Strengths: Looking at Sankey, there’s no one thing which stands out about him upon first glance, but pop in a game and he jumps off the screen. Sankey has great vision and does a fantastic job seeing—and then getting through—the hole at the line of scrimmage. He also does a great job setting up and following his blockers. Sankey is elusive in traffic, showing a good jump-cut. He also runs stronger than you’d expect in the interior, leaning forward and driving with his legs. Sankey shows good acceleration when he gets to the second level and his 4.49 speed is evident on tape. Sankey is also a three-down back—he can catch the ball well, and can get extra yards after a catch. He’s also a much better pass-blocker than you’d expect from his size and frame, and achieves success with technique rather than brute force.
Weakness: Because of his size and frame, as well as the high number of carries he saw over his last two years, there are some concerns about his durability. Granted, he never missed a game and was a workhorse back for the Huskies, but long term, it’s fair to wonder how much he has left in the tank. Sankey also will expose the ball when running—specifically when he is trying to maintain balance. This can lead to turnovers and if he doesn’t change it, teams will go after the ball.
Intangibles: By all accounts, Sankey is a solid worker and good teammate. He has no off-the-field issues I’m aware of at this time.

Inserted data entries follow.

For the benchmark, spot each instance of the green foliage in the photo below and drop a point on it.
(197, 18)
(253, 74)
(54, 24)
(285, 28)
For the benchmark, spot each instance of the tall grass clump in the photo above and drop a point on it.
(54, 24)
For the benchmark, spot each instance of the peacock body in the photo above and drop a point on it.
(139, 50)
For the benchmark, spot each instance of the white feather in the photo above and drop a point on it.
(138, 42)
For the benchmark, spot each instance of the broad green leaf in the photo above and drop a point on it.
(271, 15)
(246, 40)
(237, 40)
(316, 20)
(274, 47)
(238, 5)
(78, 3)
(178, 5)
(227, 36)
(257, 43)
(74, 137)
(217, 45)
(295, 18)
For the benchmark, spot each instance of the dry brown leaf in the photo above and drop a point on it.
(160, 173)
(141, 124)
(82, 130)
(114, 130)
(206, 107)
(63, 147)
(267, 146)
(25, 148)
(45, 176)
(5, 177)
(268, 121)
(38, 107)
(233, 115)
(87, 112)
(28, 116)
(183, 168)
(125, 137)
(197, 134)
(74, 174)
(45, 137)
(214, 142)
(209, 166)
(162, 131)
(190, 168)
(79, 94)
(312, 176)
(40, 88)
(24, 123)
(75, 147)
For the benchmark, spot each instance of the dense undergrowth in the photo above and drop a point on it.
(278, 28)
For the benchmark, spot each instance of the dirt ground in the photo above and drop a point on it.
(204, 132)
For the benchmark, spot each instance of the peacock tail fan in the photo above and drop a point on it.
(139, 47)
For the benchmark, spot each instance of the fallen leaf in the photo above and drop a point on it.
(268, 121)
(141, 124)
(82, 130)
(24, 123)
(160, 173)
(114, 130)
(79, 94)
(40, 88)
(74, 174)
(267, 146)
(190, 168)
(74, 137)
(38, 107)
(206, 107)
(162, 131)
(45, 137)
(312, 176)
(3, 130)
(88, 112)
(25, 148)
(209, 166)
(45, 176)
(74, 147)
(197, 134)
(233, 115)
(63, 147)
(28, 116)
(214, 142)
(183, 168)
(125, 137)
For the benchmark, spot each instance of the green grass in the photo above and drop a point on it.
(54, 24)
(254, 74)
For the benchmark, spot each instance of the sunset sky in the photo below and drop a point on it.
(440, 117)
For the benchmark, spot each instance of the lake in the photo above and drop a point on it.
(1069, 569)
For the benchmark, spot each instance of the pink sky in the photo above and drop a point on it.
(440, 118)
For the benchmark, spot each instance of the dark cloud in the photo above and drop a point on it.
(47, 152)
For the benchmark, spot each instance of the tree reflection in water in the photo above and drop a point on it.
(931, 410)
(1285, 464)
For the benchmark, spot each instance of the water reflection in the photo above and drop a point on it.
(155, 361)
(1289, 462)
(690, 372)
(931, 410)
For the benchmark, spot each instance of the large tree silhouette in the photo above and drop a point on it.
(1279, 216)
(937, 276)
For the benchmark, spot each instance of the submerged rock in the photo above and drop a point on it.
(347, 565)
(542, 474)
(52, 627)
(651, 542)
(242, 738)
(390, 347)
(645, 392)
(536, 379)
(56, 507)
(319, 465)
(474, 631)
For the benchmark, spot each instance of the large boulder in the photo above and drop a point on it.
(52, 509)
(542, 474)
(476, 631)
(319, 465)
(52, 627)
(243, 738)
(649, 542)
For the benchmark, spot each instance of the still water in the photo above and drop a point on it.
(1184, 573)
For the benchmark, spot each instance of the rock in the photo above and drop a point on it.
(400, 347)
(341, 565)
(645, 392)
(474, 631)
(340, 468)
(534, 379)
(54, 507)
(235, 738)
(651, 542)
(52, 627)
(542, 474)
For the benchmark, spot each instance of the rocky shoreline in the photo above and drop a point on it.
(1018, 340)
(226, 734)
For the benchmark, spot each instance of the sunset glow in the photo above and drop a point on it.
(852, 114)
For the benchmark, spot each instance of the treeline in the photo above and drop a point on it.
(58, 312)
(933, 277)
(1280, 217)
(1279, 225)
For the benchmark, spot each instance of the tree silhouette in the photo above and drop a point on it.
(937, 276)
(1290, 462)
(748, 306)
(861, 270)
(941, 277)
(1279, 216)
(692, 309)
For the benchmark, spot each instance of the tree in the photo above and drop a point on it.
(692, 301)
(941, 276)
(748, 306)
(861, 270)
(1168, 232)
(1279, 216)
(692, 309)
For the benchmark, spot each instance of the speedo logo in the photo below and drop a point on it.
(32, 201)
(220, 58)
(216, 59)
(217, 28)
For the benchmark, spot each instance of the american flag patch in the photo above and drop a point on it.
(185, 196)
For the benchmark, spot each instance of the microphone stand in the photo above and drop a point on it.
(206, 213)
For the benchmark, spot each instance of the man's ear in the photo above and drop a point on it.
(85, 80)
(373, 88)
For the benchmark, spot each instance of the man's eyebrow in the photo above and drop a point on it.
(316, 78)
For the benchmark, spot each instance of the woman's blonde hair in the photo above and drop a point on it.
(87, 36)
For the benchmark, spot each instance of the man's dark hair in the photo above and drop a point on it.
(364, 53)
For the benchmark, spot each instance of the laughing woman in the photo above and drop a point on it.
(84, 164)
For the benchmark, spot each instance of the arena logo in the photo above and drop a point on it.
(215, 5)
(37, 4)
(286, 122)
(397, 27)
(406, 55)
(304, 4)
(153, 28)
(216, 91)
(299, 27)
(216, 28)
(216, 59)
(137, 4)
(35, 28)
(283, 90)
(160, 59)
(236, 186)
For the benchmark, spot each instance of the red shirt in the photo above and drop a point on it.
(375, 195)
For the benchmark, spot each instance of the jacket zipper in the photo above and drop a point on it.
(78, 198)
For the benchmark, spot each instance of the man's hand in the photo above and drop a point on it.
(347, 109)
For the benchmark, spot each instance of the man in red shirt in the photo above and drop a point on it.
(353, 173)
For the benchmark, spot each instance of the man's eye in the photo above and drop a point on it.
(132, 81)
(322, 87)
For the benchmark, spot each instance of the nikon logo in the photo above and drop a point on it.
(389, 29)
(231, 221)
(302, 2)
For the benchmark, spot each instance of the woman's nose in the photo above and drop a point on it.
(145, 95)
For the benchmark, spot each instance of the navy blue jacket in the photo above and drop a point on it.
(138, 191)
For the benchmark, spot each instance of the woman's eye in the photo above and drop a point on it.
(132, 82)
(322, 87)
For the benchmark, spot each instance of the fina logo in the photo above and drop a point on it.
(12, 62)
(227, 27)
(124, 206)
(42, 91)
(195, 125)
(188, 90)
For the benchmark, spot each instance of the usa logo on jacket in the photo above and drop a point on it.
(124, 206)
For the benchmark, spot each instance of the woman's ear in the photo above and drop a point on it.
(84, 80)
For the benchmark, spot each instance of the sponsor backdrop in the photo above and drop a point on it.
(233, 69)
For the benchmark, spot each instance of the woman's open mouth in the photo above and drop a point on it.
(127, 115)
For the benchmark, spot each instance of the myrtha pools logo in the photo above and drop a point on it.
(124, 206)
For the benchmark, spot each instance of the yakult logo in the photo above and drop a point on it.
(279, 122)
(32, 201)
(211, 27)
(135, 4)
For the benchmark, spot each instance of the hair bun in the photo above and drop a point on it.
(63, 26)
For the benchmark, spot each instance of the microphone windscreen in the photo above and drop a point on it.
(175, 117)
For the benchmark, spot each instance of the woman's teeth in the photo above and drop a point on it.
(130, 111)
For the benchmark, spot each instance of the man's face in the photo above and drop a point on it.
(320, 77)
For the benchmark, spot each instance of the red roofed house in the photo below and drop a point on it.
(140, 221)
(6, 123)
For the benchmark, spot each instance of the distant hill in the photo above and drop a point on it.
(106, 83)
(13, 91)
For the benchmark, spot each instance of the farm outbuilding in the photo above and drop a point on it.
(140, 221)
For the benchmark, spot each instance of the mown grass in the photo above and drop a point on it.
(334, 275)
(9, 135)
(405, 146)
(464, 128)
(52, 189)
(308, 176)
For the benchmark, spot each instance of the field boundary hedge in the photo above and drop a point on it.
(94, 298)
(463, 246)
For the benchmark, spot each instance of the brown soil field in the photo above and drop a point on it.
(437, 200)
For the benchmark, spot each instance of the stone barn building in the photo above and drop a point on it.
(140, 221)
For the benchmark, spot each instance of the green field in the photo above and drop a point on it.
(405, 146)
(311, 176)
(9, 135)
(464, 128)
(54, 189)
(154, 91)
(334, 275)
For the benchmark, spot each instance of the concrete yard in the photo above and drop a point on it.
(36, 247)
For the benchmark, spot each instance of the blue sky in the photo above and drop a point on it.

Notes: Sankey is a very good all-around running back. There’s little to dislike about his game and while his upside isn’t as good as Tre Mason or Carlos Hyde’s you can build an argument that he could be ranked ahead of Ka’Deem Carey. The heavy workload is a concern, but it’s not so bad that he will collapse before his rookie contract is out and may even outlast that. This is assuming someone picks him as a lead, bell-cow back—something less common in today’s NFL. If part of a committee, Sankey could be productive for a very long time.